Nonsense. The manual safety on any handgun is flipped off as you draw and does not delay the first shot at all. If that cop had to "fumble" the manual safety, there would have been something very lacking in his training or practice. Anyone who carries a 1911 would laugh at that comment.
 

DGW1949

Hunter
Joined
Apr 10, 2005
Messages
3,920
Location
Texas
22/45 Fan said:
CoyoteHunter_ said:
If the policeman had to fumble with a manual safety he would be dead instead of the man with the bat.
Nonsense. The manual safety on any handgun is flipped off as you draw and does not delay the first shot at all. If that cop had to "fumble" the manual safety, there would have been something very lacking in his training or practice. Anyone who carries a 1911 would laugh at that comment.

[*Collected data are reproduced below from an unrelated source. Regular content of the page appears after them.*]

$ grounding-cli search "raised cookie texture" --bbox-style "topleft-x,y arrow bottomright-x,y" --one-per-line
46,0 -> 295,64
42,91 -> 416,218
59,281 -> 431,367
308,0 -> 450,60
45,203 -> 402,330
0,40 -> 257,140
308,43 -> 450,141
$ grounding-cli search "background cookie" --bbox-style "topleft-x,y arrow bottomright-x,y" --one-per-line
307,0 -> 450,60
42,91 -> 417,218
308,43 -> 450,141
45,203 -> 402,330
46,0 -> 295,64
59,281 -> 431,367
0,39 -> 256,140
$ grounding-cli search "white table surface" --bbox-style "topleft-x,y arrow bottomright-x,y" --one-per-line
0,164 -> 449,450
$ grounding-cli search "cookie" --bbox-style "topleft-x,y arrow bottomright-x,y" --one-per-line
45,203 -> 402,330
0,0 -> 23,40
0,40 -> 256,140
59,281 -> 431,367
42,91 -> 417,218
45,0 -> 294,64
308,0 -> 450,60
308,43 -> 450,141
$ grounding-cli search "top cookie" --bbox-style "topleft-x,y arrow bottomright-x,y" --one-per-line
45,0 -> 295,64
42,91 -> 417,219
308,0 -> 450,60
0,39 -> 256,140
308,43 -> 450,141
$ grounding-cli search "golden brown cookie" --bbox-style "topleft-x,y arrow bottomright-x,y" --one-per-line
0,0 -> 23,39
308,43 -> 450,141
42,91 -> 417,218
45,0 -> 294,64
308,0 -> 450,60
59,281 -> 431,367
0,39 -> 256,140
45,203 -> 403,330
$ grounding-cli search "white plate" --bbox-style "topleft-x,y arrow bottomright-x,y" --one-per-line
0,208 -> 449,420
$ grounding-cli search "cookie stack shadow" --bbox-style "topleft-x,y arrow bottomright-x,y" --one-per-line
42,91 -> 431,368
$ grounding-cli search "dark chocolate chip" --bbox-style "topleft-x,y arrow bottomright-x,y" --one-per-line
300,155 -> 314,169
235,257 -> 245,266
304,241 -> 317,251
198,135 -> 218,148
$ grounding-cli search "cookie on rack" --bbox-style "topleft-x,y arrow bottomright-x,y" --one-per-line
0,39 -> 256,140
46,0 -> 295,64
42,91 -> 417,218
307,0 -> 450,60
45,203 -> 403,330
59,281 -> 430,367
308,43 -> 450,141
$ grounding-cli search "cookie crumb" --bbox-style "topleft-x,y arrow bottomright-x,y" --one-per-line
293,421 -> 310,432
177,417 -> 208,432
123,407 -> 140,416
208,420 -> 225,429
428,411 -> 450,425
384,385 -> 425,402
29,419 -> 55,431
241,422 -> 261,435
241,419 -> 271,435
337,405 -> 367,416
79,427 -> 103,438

Yeah, training and practice...that's what it comes down to.
And beings how you mentioned "1911"...now that one has a safety, meaning that it blocks both the sear and the hammer, and some of 'em have a firing pin block to boot.
By contrast, all that "thingy" on the Glock trigger does is prevent the trigger from moving due to inertia, meaning that anything which presses the trigger can/will fire the gun...anything...twigs in the bush, a bump against your arm, a seatbelt latch, even the holster, heck who knows?...some folks has shot their own self while drawing or re-holstering in the heat of the moment. Can't do that with a 1911 (or any gun with a real safety) no matter how hard you pull the trigger.

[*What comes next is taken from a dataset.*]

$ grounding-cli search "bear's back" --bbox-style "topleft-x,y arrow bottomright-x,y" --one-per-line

Not saying that Glocks ain't good guns because they certainly are. To call it's trigger-thingy a safety though...no, that's way too much of a stretch.

DGW
 

Snake45

Hawkeye
Joined
Mar 14, 2009
Messages
9,205
Location
+4020
DGW1949 said:
22/45 Fan said:
CoyoteHunter_ said:
If the policeman had to fumble with a manual safety he would be dead instead of the man with the bat.
Nonsense. The manual safety on any handgun is flipped off as you draw and does not delay the first shot at all. If that cop had to "fumble" the manual safety, there would have been something very lacking in his training or practice. Anyone who carries a 1911 would laugh at that comment.

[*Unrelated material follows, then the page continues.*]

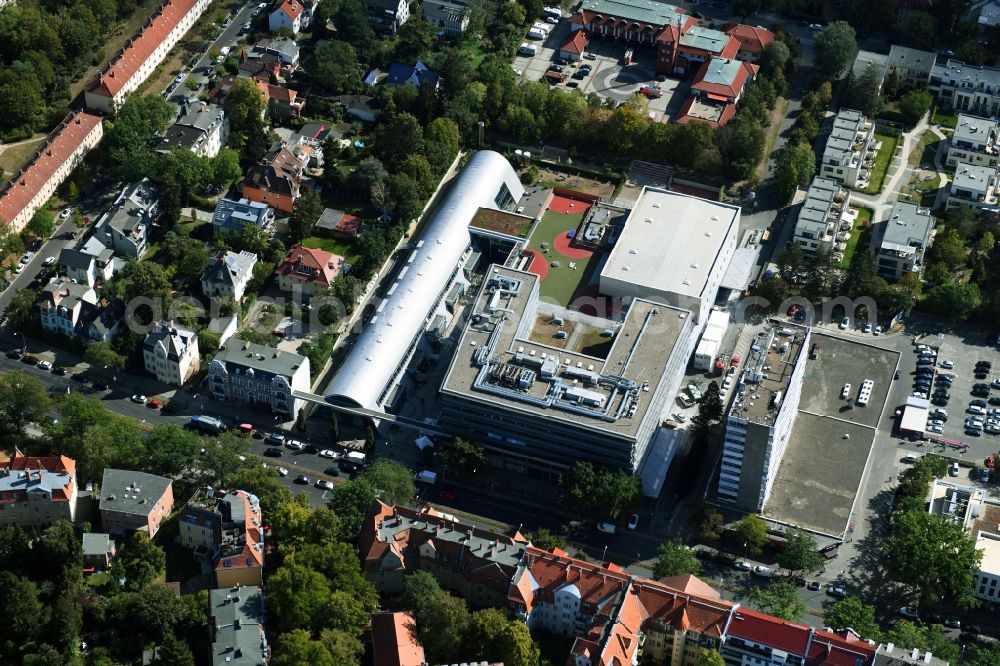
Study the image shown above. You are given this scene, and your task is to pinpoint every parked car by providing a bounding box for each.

Yeah, training and practice...that's what it comes down to.
And beings how you mentioned "1911"...now that one has a safety, meaning that it blocks both the sear and the hammer, and some of 'em have a firing pin block to boot.
By contrast, all that "thingy" on the Glock trigger does is prevent the trigger from moving due to inertia, meaning that anything which presses the trigger can/will fire the gun...anything...twigs in the bush, a bump against your arm, a seatbelt latch, even the holster, heck who knows?...some folks has shot their own self while drawing or re-holstering in the heat of the moment. Can't do that with a 1911 (or any gun with a real safety) no matter how hard you pull the trigger.

Not saying that Glocks ain't good guns because they certainly are. To call it's trigger-thingy a safety though...no, that's way too much of a stretch.

DGW
Quoted for truth.

The thumb safety on a 1911 takes NO time to get off--provided, of course, that you're used to it.